Equal Share → Fairness with consistency
With Equal Share, the scheduler divides GPU time evenly across all active vGPUs. This prevents any single workload from dominating resources and ensures steady, predictable performance for every VM. However, as more vGPUs are assigned to the same physical GPU, the share per VM decreases, which can reduce overall throughput for each workload.
Fixed Share → Guaranteed allocation
With Fixed Share, the scheduler provides deterministic performance by reserving GPU slices based on the first vGPU profile assigned to the physical GPU. This means performance remains stable even as additional vGPUs are added or removed. For mission-critical workloads or managed service environments, this predictability can be essential.
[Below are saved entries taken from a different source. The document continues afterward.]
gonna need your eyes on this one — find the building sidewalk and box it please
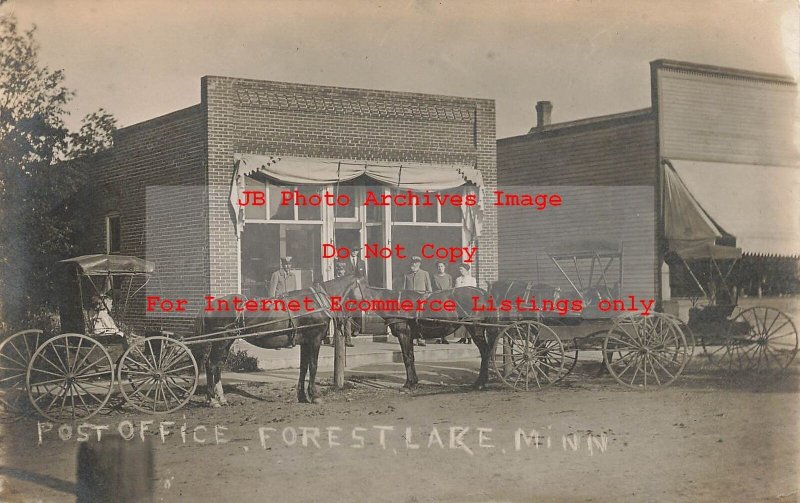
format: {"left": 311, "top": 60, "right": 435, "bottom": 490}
{"left": 231, "top": 336, "right": 480, "bottom": 371}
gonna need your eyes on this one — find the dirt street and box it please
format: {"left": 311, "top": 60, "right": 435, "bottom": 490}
{"left": 1, "top": 357, "right": 798, "bottom": 503}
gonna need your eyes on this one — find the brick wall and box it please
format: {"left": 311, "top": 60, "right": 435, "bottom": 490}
{"left": 203, "top": 76, "right": 498, "bottom": 293}
{"left": 85, "top": 105, "right": 208, "bottom": 336}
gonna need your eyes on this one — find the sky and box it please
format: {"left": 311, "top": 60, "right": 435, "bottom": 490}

“Since AI Enterprise workloads are typically long-running operations, it is recommended to implement the Fixed Share or Equal Share scheduler for optimal performance.” – NVIDIA AI Enterprise VMware Deployment Guide

Time-Slice Duration – Latency vs Throughput

The time-slice duration defines how long a virtual machine (VM) is allowed to execute on the GPU before the scheduler pre-empts it to give other VMs a chance to run. This setting is relevant when using Fixed or Equal Share scheduling policies.

Shorter time slices → lower latency, better responsiveness.
- Ideal for interactive workloads such as graphics, VDI, or 60 FPS applications.
- VMs get GPU access more frequently, reducing wait times.
Longer time slices → higher throughput, better for batch or compute workloads.
- Ideal for compute-heavy tasks like CUDA training jobs.
- VMs run longer, reducing context-switch overhead and improving overall GPU utilisation.

Key point: Choosing the right time-slice duration is a trade-off between responsiveness and efficiency.

You can configure the time-slice between 1 ms and 30 ms (minimum/maximum supported).

“For workloads that require low latency, a shorter time slice is optimal… For workloads that require maximum throughput, a longer time slice is optimal.” – NVIDIA vGPU Scheduler Time Slice

⚠ Deprecation note: In vGPU 19, the ability to disable strict round-robin scheduling and manually configure time-slice durations is deprecated and scheduled for removal in the next major release. NVIDIA AI Enterprise currently still allows it.

Key Takeaways

VDI: Use Fixed Share for consistent performance, Best Effort for higher density and utilisation.
AI / CUDA: Use Fixed Share or Equal Share – avoid Best Effort.
Time-slice duration: Adjust based on latency sensitivity (shorter) or throughput needs (longer).

Choosing the right scheduler policy is about balancing performance vs efficiency. Start with NVIDIA’s guidance, but always test with your workload to ensure the expected results.